The flu is spreading across the country at a rate higher than any similar time in the past decade and doctors are reporting it as a “vicious strain.” According to The Centers for Disease Control1 (CDC) the proportion of outpatient visits for influenza during the second week of January were 6.3 percent compared to the national baseline of 2.2 percent. New York City, Puerto Rico and 32 states in particular experienced an incidence of flu rated just as “high” by the CDC. The Washington Post2 reports that some hospitals are setting up tents to triage the overflow of patients. The flu is to be taken seriously and can be life threatening.

Signs and symptoms of the flu
The symptoms of influenza are different from a cold. They come on suddenly and can vary in type and intensity from one person to another. The most objective source on the subject, the CDC3, defines the flu as a “contagious respiratory illness caused by flu viruses that can cause mild to severe illness and sometimes lead to death.”

Symptoms can include the following:

  • Fever
  • Cough
  • Sore throat
  • Runny or stuffy nose
  • Muscle or body aches
  • Headaches
  • Fatigue

Complications from the flu can include:

  • Sinus infections
  • Ear infections
  • Pneumonia

If you experience these symptoms, schedule an appointment with your ENT. If you are diagnosed with the flu it’s important to stay home, rest and avoid contact with others to avoid spreading the illness. Over-the-counter medications like acetaminophen and ibuprofen can reduce fever and general aches and pains when taken according to physician instructions. A physician may prescribe antiviral drugs as well.

The man flu is real
The intensity and widespread incidence of the flu isn’t the only flu-related item in the news. One story that took the world media by storm was the news that the “man flu” is real.

That’s not a phrase we have coined to disparage men; it’s actually a term listed in the Oxford Dictionary4. The linguists define it as “a cold or similar minor ailment as experienced by a man who is regarded as exaggerating the severity of the symptoms.” In other words, man flu is a simple cold or allergy that allegedly causes the man to act like the world is coming to an end.

A recent study published in the British Medical Journal5 explored whether or not men experience illnesses in the same way as women or if they tend to be more dramatic about their pain and suffering. The author reviewed numerous studies on respiratory diseases, the common cold, the flu, viral infections and other conditions, and compiled the findings. He found that men do have a greater risk of being admitted to the hospital. They also die from the flu at higher rates than women.
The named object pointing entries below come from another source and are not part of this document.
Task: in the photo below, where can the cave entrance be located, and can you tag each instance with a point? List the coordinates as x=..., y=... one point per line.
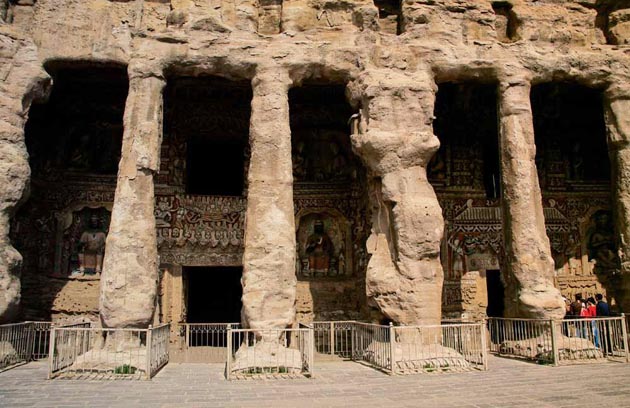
x=465, y=174
x=206, y=135
x=330, y=197
x=74, y=143
x=496, y=293
x=574, y=172
x=214, y=294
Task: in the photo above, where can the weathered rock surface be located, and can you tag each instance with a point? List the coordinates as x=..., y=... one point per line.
x=130, y=266
x=392, y=79
x=269, y=282
x=23, y=80
x=396, y=142
x=529, y=278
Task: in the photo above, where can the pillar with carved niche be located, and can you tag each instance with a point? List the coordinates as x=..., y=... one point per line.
x=130, y=266
x=269, y=282
x=528, y=267
x=617, y=108
x=395, y=140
According to the clinical literature reviewed, the study said that men also suffer more complications and death from severe respiratory diseases.
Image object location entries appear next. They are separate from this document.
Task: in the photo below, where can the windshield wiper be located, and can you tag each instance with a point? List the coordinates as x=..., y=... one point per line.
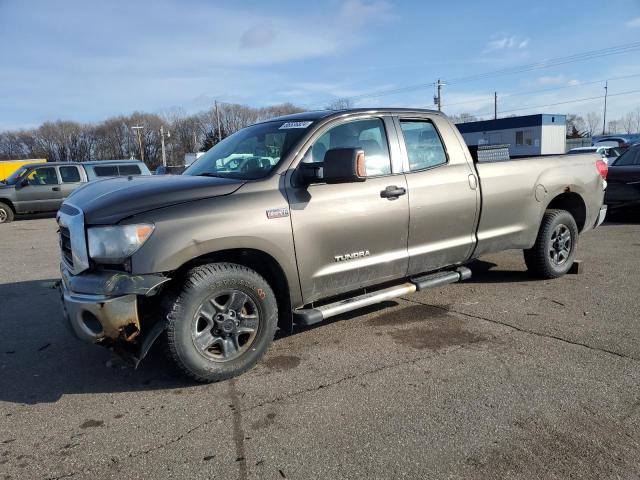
x=208, y=174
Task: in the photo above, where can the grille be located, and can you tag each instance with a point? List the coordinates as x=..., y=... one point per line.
x=65, y=246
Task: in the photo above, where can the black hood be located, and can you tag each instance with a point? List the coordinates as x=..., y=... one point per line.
x=109, y=201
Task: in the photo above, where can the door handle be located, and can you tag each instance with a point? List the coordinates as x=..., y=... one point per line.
x=392, y=192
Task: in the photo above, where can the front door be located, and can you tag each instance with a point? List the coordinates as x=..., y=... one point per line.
x=351, y=235
x=443, y=194
x=623, y=179
x=41, y=193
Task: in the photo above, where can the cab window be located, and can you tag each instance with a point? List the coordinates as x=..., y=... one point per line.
x=369, y=135
x=70, y=174
x=43, y=176
x=129, y=170
x=424, y=147
x=106, y=171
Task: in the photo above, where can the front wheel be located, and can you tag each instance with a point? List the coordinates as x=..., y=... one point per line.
x=222, y=322
x=6, y=214
x=555, y=249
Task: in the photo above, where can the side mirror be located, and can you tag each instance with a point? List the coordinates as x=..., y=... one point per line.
x=344, y=165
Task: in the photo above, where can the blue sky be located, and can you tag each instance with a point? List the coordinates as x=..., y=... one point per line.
x=88, y=60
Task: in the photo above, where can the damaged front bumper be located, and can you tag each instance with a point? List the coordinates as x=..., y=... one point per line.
x=102, y=307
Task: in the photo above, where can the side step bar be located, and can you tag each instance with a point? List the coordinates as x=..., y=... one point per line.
x=310, y=316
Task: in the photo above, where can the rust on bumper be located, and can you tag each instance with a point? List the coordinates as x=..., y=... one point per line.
x=102, y=306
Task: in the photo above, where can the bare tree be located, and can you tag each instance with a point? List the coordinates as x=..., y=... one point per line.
x=594, y=120
x=114, y=137
x=575, y=126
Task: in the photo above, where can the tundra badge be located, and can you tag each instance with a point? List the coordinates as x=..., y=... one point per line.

It appears that hormones may be the culprit. The male hormone testosterone suppresses, or weakens, men’s immune systems. On the other hand, the female hormone estrogen may strengthen a woman’s immune system. It’s what the author of the study, Dr. Kyle Sue, calls an “immunity gap”.
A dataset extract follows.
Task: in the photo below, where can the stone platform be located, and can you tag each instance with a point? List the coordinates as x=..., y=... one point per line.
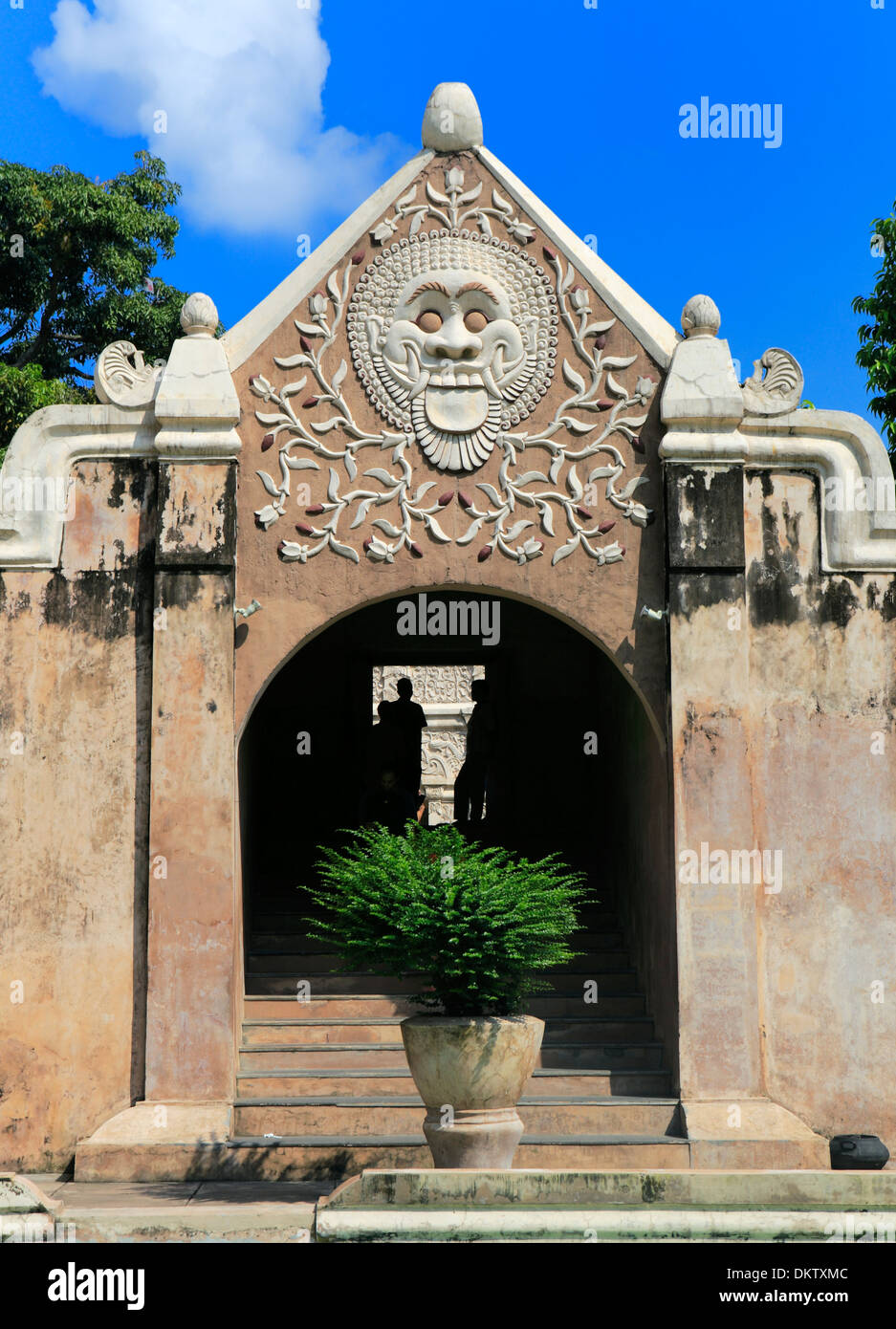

The news was that the “man flu” is real was so big that seemingly every media outlet around the world covered the news, from The Guardian6 in the UK to Accuweather7 in the US.

As for the man flu, Dr. Sue says the best remedies are “lying on the couch, not getting out of bed” and using a “man cave”. He says that “male friendly spaces” may be the best treatment, especially those that have “enormous televisions and reclining chairs where men can recover from the debilitating effects of man flu in safety and comfort.”

He says he’s joking. Women may debate his sense of humor.